When influenza viruses and SARS-CoV-2 are cocirculating in the community, SARS-CoV-2 testing should be performed in outpatients with suspected COVID-19, and influenza testing can be considered if the results will change the clinical management strategy for the patient (e.g., administering antiviral treatment for influenza) (BIII). SARS-CoV-2 testing and influenza testing should be performed in all patients who are hospitalized with an acute respiratory illness (see Testing for SARS-CoV-2 Infection) (AIII). Several multiplex molecular assays and multiplex antigen assays that detect SARS-CoV-2 and influenza A and B viruses have received Food and Drug Administration Emergency Use Authorizations or De Novo classifications and can provide results in 15 minutes to 8 hours using a single respiratory specimen.17,18 For more information, see the CDC webpage Information for Clinicians on Influenza Virus Testing and the recommendations from the Infectious Diseases Society of America (IDSA) on the use of influenza tests and the interpretation of test results.19

Treating Influenza With Antiviral Agents

Antiviral treatment for influenza is the same for all patients regardless of SARS-CoV-2 coinfection (AIII). There are no clinically significant drug-drug interactions between the antiviral agents or immunomodulators that are used to prevent or treat COVID-19 and the antiviral agents that are used to treat influenza. The IDSA recommends administering antiviral treatment for influenza to all hospitalized patients with influenza.19

The Panel recommends that hospitalized patients who are suspected of having either influenza or COVID-19 be started on empiric treatment for influenza with oseltamivir as soon as possible and without waiting for influenza test results (AIIb). Oseltamivir has no activity against SARS-CoV-2.20 The standard dose of oseltamivir is well absorbed even in critically ill patients. For patients who cannot tolerate oral or enterically administered oseltamivir (e.g., because of gastric stasis, malabsorption, or gastrointestinal bleeding), intravenous peramivir is an option.19 There are no data on the activity of peramivir against SARS-CoV-2.

See the CDC webpage Influenza Antiviral Medications: Summary for Clinicians for clinical algorithms for using antiviral agents in patients with suspected or laboratory-confirmed influenza, including pregnant people and other people who are at high risk for influenza complications. The IDSA clinical practice guidelines also provide recommendations on using antiviral agents to treat influenza, and the American Academy of Pediatrics provides recommendations on the antiviral treatment of influenza in children.
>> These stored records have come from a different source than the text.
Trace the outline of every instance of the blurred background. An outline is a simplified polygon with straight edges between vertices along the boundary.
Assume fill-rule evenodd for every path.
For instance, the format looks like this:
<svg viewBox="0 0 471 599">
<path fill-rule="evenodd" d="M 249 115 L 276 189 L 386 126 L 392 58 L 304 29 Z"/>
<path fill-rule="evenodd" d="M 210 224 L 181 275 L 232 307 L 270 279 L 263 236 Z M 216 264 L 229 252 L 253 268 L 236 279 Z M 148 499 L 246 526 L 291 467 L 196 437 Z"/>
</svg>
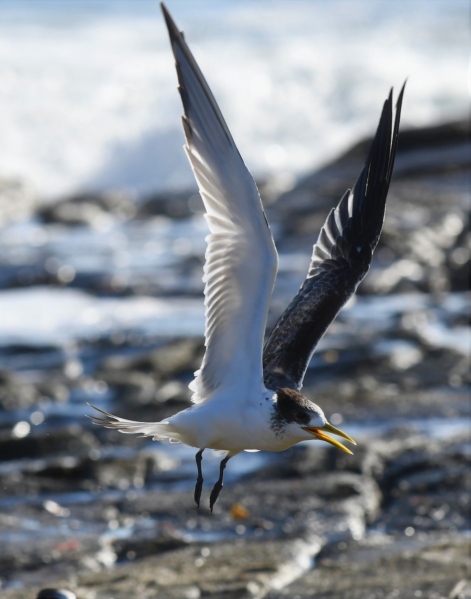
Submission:
<svg viewBox="0 0 471 599">
<path fill-rule="evenodd" d="M 469 431 L 469 2 L 167 6 L 259 184 L 280 253 L 268 328 L 302 282 L 330 208 L 360 173 L 391 87 L 397 98 L 407 79 L 371 271 L 305 381 L 306 394 L 360 448 L 350 462 L 317 444 L 238 456 L 209 521 L 192 512 L 194 450 L 89 423 L 86 401 L 139 420 L 183 409 L 203 353 L 207 227 L 182 149 L 173 58 L 156 2 L 0 0 L 5 597 L 61 577 L 79 588 L 99 573 L 83 595 L 93 599 L 117 562 L 158 551 L 165 561 L 169 548 L 199 551 L 233 537 L 261 537 L 269 547 L 306 541 L 309 531 L 301 560 L 309 564 L 321 547 L 348 548 L 372 530 L 412 542 L 420 530 L 426 544 L 438 530 L 449 542 L 469 528 L 460 468 Z M 219 458 L 206 453 L 212 480 Z M 342 503 L 334 518 L 322 498 L 303 507 L 280 490 L 283 480 L 301 489 L 332 471 L 351 476 L 345 488 L 363 485 L 354 513 Z M 411 489 L 415 503 L 403 497 Z M 313 483 L 309 495 L 319 492 Z M 165 580 L 162 592 L 173 597 Z M 193 595 L 174 596 L 204 590 L 194 580 L 185 588 Z M 130 596 L 117 583 L 112 592 Z"/>
</svg>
When the result of an influenza nucleic acid detection assay from an upper respiratory tract specimen is negative in a patient who is receiving antiviral treatment for influenza:

  • In a patient who is not intubated: Antiviral treatment for influenza can be stopped.
  • In a patient who is intubated: Antiviral treatment for influenza should be continued, and if a lower respiratory tract specimen (e.g., endotracheal aspirate) can be safely obtained, it should be tested using an influenza nucleic acid detection assay. If the lower respiratory tract specimen is also negative, antiviral treatment for influenza can be stopped.

COVID-19 Treatment Considerations for Hospitalized Patients With Suspected or Confirmed Influenza Virus Coinfection

Corticosteroids, which are used to treat patients with severe COVID-19, may prolong influenza viral replication and viral RNA detection and may be associated with poor outcomes for influenza.19,21 Currently, no data are available on the use of corticosteroids in patients with SARS-CoV-2 and influenza virus coinfection. However, because dexamethasone has demonstrated substantial benefits for patients with COVID-19 who require supplemental oxygen, the benefits of using corticosteroids in patients with severe SARS-CoV-2 and influenza virus coinfection likely outweigh any potential harms.
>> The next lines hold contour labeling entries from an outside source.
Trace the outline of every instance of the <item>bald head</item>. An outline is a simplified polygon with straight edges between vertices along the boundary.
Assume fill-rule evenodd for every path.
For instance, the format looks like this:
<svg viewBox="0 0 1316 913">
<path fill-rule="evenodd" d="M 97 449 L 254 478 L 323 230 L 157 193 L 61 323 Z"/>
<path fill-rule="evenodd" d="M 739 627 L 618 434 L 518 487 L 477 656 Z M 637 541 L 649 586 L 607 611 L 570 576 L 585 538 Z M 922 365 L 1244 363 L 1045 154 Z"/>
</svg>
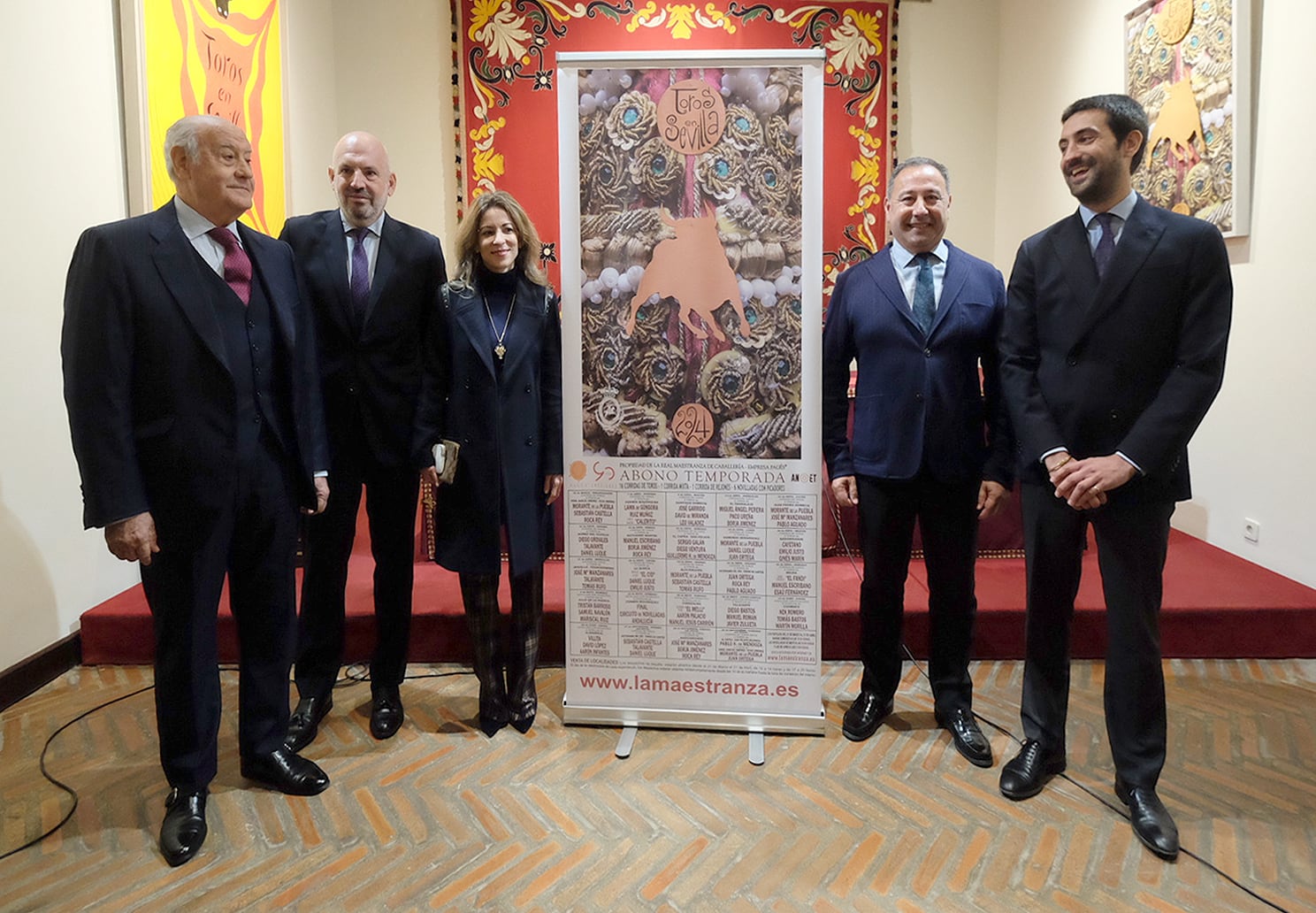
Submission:
<svg viewBox="0 0 1316 913">
<path fill-rule="evenodd" d="M 329 183 L 347 222 L 363 228 L 379 218 L 397 187 L 397 176 L 388 167 L 388 150 L 379 137 L 354 130 L 333 147 Z"/>
</svg>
Remdesivir does not have activity against influenza viruses. There are no known drug-drug interactions between remdesivir and oseltamivir. Therefore, remdesivir may be safely coadministered with oseltamivir in patients with COVID-19 and suspected or laboratory-confirmed influenza.

Although severe influenza may be associated with a dysregulated innate immune response, there are no data on the use of immunomodulatory therapies, such as interleukin-6 inhibitors (e.g., tocilizumab, sarilumab) or Janus kinase inhibitors (e.g., baricitinib, tofacitinib), for the treatment of severe influenza. There are also no data on the effect these therapies may have on influenza viral replication. Because these immunomodulators have demonstrated a clinical benefit in certain patients with COVID-19, clinicians should consider engaging in a shared decision-making process on the use of these drugs with patients who have been diagnosed with COVID-19 and who have suspected or laboratory-confirmed influenza.
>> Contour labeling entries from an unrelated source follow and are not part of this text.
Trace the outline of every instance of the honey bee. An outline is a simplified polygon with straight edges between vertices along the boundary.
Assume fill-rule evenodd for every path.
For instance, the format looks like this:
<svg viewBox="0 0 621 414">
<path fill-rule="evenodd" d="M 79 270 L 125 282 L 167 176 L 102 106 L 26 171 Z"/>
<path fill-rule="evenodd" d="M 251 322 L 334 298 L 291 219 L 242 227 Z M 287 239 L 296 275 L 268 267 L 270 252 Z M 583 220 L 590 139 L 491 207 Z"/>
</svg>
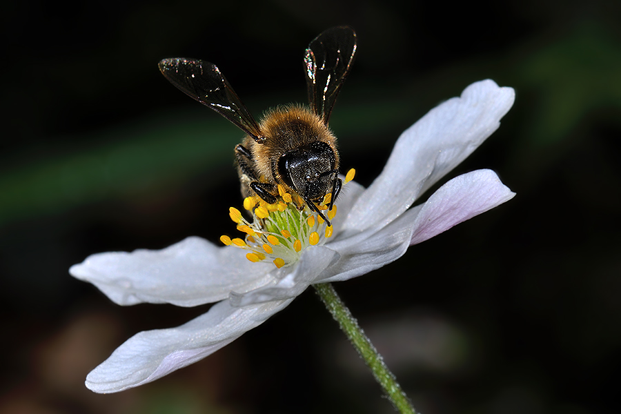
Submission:
<svg viewBox="0 0 621 414">
<path fill-rule="evenodd" d="M 237 172 L 244 197 L 258 195 L 274 204 L 278 185 L 297 194 L 330 225 L 316 205 L 331 193 L 331 209 L 342 181 L 338 177 L 336 137 L 328 120 L 356 52 L 356 34 L 348 26 L 328 29 L 304 54 L 310 108 L 288 105 L 268 111 L 257 124 L 224 75 L 213 63 L 166 59 L 159 70 L 170 83 L 216 111 L 244 131 L 235 146 Z"/>
</svg>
Observational studies have reported that co-occurrence of community-acquired secondary bacterial pneumonia appears to be infrequent in people with COVID-19; it is more common in people who have influenza.22-27 Typical bacterial causes of community-acquired pneumonia with severe influenza are Staphylococcus aureus (both methicillin-resistant S. aureus [MRSA] and methicillin-susceptible S. aureus [MSSA]), Streptococcus pneumoniae, and group A Streptococcus.19

Patients with COVID-19 who develop new respiratory symptoms with or without fever or respiratory distress and who do not have a clear diagnosis should be evaluated for the possibility of nosocomial influenza.

References

  1. Merced-Morales A, Daly P, Abd Elal AI, et al. Influenza activity and composition of the 2022–23 influenza vaccine—United States, 2021–22 season. MMWR Morb Mortal Wkly Rep. 2022;71(29):913-919. Available at: https://www.ncbi.nlm.nih.gov/pubmed/35862284.
  2. Australian Government: Department of Health and Aged Care. Australian influenza surveillance reports. 2022. Available at: https://www.health.gov.au/resources/collections/aisr.
  3. World Health Organization. Influenza update N° 427. 2022. Available at: https://cdn.who.int/media/docs/default-source/influenza/influenza-updates/2022/2022_09_05_surveillance_update_427.pdf.
  4. Grohskopf LA, Alyanak E, Ferdinands JM, et al. Prevention and control of seasonal influenza with vaccines: recommendations of the Advisory Committee on Immunization Practices, United States, 2021–22 influenza season. MMWR Recomm Rep. 2021;70(5):1-28. Available at: https://www.ncbi.nlm.nih.gov/pubmed/34448800.
  5. Centers for Disease Control and Prevention. Contraindications and precautions: general best practice guidelines for immunization: best practices guidance of the Advisory Committee on Immunization Practices (ACIP). 2022. Available at: https://www.cdc.gov/vaccines/hcp/acip-recs/general-recs/contraindications.html. Accessed September 26, 2022.
  6. Izikson R, Brune D, Bolduc JS, et al. Safety and immunogenicity of a high-dose quadrivalent influenza vaccine administered concomitantly with a third dose of the mRNA-1273 SARS-CoV-2 vaccine in adults aged ≥65 years: a Phase 2, randomised, open-label study. Lancet Respir Med. 2022;10(4):392-402. Available at: https://www.ncbi.nlm.nih.gov/pubmed/35114141.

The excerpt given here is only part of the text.